Book Notes: The Dip

The Dip, by Seth Godin, is a fantastic quick read that helps you decide when you should quit something, or when you should stick with something.

Many struggle with this decision when they face a phenomenon this book calls “The Dip”.

The Dip is a struggle or learning curve you experience when taking something on. It’s a period where the effort you dedicate is high, yet you experience little return. It’s temporary, and a preamble to large returns. However, it can be mistaken for a dead end (or vice versa).

This book is about navigating through dips and knowing the difference between dips, dead-ends, or dips that aren’t worthwhile to go through.

The Dip Creates World Class

  • The Dip is something you MUST go through if you are to become world-class at something. It is a trial. A trial you will learn a lot from. That learning is crucial to gain mastery. You don’t learn unless you struggle through the low point in something worth doing.
  • Because The Dip is difficult and many quit during it, it creates scarcity. Very few make it through The Dip. But those that do emerge world-class.
  • This scarcity of world-class means the market will pay a premium for the value you offer. Thus, passing through a dip creates value through the barriers to entry it imposes.
  • Being an overnight success is a myth. Those you believe are overnight successes have passed through the dip, hit Critical Mass, and are now world-class. The work being done before becoming the best in the world is not visible. Emerging from a dip as world-class is very visible. This is what perpetuates the myth of overnight success.
  • Just like Blue Ocean Strategy and The 22 Immutable Laws of Marketing, being world-class doesn’t mean you have to be the best in the world in a very broad area.
  • World-class is defined by the market. Millions of niches are out there where you can be the best in the world in. In some ways, being the best in the world is easier than it has been before because of the larger volume of different micro-markets.
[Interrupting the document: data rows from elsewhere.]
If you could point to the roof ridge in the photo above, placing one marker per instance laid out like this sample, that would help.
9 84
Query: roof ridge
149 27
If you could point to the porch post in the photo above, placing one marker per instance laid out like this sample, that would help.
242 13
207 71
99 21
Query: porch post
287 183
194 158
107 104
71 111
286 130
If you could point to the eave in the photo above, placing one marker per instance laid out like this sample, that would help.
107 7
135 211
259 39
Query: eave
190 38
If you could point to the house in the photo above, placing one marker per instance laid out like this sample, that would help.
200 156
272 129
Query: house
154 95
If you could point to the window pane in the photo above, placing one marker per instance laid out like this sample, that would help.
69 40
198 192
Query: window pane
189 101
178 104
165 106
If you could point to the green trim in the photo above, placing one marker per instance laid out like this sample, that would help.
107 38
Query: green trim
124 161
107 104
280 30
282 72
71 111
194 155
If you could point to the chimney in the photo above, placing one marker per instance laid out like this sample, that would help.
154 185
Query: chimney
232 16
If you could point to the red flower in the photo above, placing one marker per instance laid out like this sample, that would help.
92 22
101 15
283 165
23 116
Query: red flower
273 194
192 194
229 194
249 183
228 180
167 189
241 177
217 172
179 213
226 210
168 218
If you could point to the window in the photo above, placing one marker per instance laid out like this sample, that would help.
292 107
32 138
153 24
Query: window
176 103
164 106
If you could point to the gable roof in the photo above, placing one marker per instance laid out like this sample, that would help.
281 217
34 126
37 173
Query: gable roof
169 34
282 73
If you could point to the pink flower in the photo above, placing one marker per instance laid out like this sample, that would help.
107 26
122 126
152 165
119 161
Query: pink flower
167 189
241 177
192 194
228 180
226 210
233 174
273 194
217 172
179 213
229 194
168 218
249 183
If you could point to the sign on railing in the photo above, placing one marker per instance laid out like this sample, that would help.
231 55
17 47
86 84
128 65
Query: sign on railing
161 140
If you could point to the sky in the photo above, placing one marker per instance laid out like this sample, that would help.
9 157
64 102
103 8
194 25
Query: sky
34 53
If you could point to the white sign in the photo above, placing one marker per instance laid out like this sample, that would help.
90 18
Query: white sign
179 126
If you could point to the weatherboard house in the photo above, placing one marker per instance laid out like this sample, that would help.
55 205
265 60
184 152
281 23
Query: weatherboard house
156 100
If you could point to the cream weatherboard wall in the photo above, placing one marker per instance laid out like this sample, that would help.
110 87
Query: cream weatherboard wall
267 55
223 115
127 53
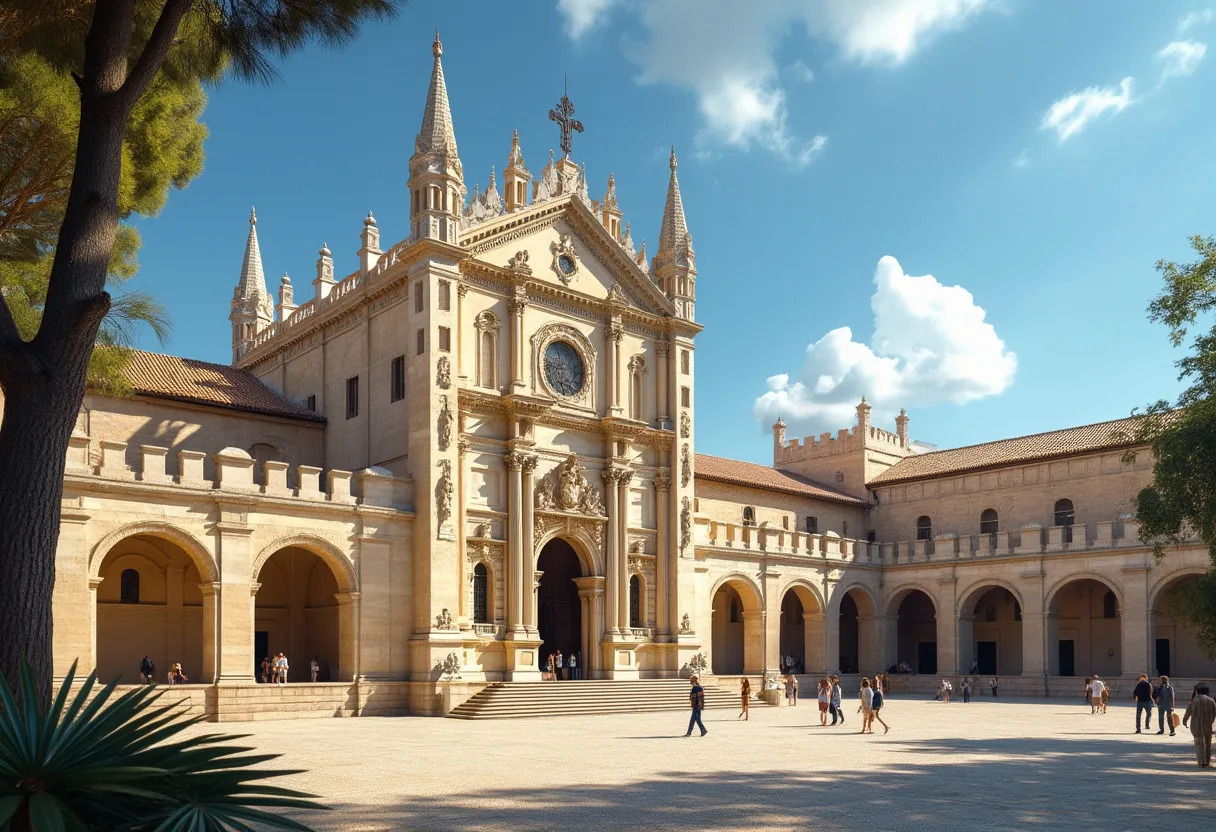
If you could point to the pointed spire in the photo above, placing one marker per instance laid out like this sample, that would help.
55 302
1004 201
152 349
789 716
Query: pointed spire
437 136
674 232
253 277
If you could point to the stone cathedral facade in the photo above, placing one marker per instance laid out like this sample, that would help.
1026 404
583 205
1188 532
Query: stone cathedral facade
478 448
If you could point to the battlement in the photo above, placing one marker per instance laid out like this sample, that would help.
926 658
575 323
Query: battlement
234 470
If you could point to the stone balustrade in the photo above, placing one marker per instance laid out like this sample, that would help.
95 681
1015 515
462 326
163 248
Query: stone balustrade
235 471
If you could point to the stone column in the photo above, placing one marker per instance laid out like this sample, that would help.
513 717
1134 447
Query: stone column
516 575
612 565
623 479
663 622
517 305
528 462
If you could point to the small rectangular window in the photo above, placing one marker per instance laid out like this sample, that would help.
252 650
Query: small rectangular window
398 382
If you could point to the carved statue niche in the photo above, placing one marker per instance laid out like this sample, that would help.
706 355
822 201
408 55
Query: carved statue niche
445 425
567 489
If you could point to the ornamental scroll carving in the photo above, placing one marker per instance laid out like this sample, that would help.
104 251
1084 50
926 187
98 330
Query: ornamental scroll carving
445 425
567 489
685 524
444 372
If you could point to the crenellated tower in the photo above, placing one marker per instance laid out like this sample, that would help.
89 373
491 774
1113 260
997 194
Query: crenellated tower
437 180
675 264
253 309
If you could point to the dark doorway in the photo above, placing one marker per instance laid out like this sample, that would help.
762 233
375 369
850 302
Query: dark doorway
558 608
260 650
985 657
1163 657
927 657
1068 657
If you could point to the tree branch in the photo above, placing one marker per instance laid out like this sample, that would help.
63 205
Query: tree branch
155 51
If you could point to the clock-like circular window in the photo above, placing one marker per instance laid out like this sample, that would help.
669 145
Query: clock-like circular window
563 369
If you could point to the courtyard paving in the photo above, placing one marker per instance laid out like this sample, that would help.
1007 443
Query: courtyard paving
986 765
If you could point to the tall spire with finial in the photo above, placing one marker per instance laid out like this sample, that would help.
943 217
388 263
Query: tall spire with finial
437 179
675 264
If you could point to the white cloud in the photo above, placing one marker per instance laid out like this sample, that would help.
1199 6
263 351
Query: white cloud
1180 57
722 50
932 344
1199 17
801 72
1071 113
583 15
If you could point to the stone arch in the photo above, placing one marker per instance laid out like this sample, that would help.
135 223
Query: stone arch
180 538
338 562
994 645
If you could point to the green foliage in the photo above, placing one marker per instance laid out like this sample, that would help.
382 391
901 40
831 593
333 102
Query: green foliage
96 762
1181 500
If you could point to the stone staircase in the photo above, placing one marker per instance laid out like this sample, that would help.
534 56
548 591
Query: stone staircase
564 698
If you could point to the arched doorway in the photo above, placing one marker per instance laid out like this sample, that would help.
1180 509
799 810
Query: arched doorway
801 630
916 630
558 606
990 633
1176 650
1084 631
297 613
150 601
737 633
856 633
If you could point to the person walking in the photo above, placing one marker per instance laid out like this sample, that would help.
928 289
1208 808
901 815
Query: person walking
1202 713
697 700
834 700
147 670
1143 696
1096 687
1164 698
867 702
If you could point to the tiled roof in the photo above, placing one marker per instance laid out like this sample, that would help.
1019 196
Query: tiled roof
761 476
1069 442
201 382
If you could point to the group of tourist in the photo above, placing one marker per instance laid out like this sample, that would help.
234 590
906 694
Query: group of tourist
558 667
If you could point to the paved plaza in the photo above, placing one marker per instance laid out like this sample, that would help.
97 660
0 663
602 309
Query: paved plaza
985 765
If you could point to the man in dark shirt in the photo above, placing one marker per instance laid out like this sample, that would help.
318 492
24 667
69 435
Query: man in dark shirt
1164 698
697 700
1143 696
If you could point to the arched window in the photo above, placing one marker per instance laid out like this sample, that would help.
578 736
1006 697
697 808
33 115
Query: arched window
923 528
635 601
129 586
480 594
1065 517
487 325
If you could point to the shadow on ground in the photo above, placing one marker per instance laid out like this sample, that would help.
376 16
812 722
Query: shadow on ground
1042 783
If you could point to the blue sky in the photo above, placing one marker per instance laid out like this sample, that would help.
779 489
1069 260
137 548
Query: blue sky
991 144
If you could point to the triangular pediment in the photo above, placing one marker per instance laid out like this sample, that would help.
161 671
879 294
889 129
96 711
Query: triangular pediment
568 247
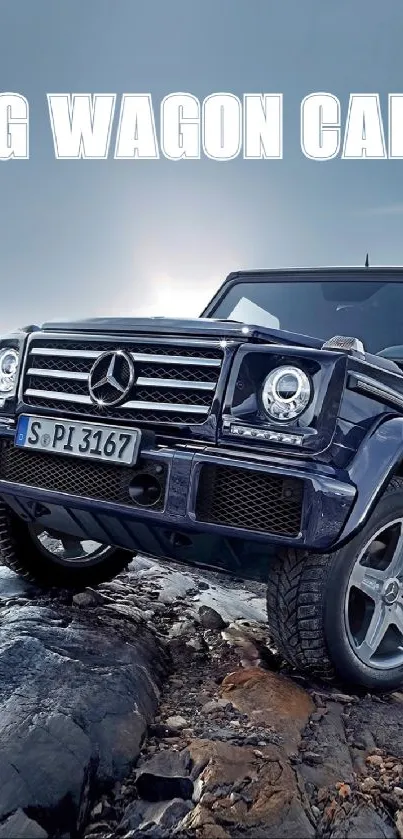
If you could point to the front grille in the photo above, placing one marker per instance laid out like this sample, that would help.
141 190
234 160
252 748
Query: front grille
174 383
76 476
250 500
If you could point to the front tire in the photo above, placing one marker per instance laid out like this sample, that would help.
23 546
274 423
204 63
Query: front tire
37 556
341 614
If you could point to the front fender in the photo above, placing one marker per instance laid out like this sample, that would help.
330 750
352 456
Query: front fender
377 460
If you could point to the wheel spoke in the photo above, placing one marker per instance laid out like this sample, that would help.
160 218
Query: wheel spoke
379 623
395 567
396 617
368 580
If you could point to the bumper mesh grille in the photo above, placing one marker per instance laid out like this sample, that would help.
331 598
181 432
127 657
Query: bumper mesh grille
250 500
100 481
174 384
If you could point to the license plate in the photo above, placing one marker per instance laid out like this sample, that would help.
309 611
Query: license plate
108 443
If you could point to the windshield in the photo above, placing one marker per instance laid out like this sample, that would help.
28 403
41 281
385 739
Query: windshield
371 311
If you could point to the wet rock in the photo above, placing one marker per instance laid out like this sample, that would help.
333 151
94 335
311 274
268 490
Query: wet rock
210 618
181 629
270 699
19 826
363 821
89 597
214 705
166 814
144 815
383 719
328 742
13 587
165 776
75 701
269 782
176 722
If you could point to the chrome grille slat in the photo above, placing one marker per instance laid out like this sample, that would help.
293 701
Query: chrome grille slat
141 380
151 357
58 374
85 400
175 381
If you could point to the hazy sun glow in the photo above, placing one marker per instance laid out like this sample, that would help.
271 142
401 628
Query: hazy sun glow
177 298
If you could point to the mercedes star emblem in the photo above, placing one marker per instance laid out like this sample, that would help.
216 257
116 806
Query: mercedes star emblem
111 378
Get Creative through The Dip

  • Anything important to you, anything that will yield improvement to your performance, will require a dip. If there is no dip, it’s not worth doing. If there is no dip, there is no barrier to entry and therefore the market is saturated. You won’t be able to stand out in a crowded marketplace.
  • You should try the things that scare you. They represent barriers to your growth and learning.
  • Don’t try to “brute force” a dip. Don’t try to do the same thing over and over again. Get creative, flexible, and try different things to see what works. Make up your own rules to survive and pass a dip. The learning involved in trying new and innovative things is what leads to breakthroughs in helping you become world-class.
  • You may become desperate when a dip is particularly difficult and will try new, crazy things that others haven’t thought of yet. This creativity is where you may gain a competitive edge.

When to Quit

  • It’s okay to quit, as long as it’s strategic and well-thought-out. Quitting because a dip is hard is a bad idea. If you quit out of adversity, you are missing out on the opportunity to learn and become world-class.
  • Strategic quitting involves acknowledging when you aren’t (or can’t) be world-class in something, or when something is leading to a dead end.
  • Strategic quitting can free up substantial resources that can be redirected to the dips that will yield world-class results. Double down on these areas where you can be the best in the world.
  • Quit anything that is a dead end. If it leads to nowhere, there is no point in investing any more time or money into it.
  • If you believe you can be world-class in something, don’t quit. Power through it.
  • Avoid quitting a strategy, but be willing to quit tactics.
  • Tactics could be marketing techniques, products, features, designs, etc. Strategy could be markets, niches, or businesses. These shouldn’t be quit on a whim. Strategies take a long time to succeed. If you quit too early, you may have mistaken a dead-end from a dip.
  • Define under what criteria you will quit something. Stick with that criteria, don’t deviate from it. This will help hold you accountable for sticking with the right things, and not wasting resources on the wrong things.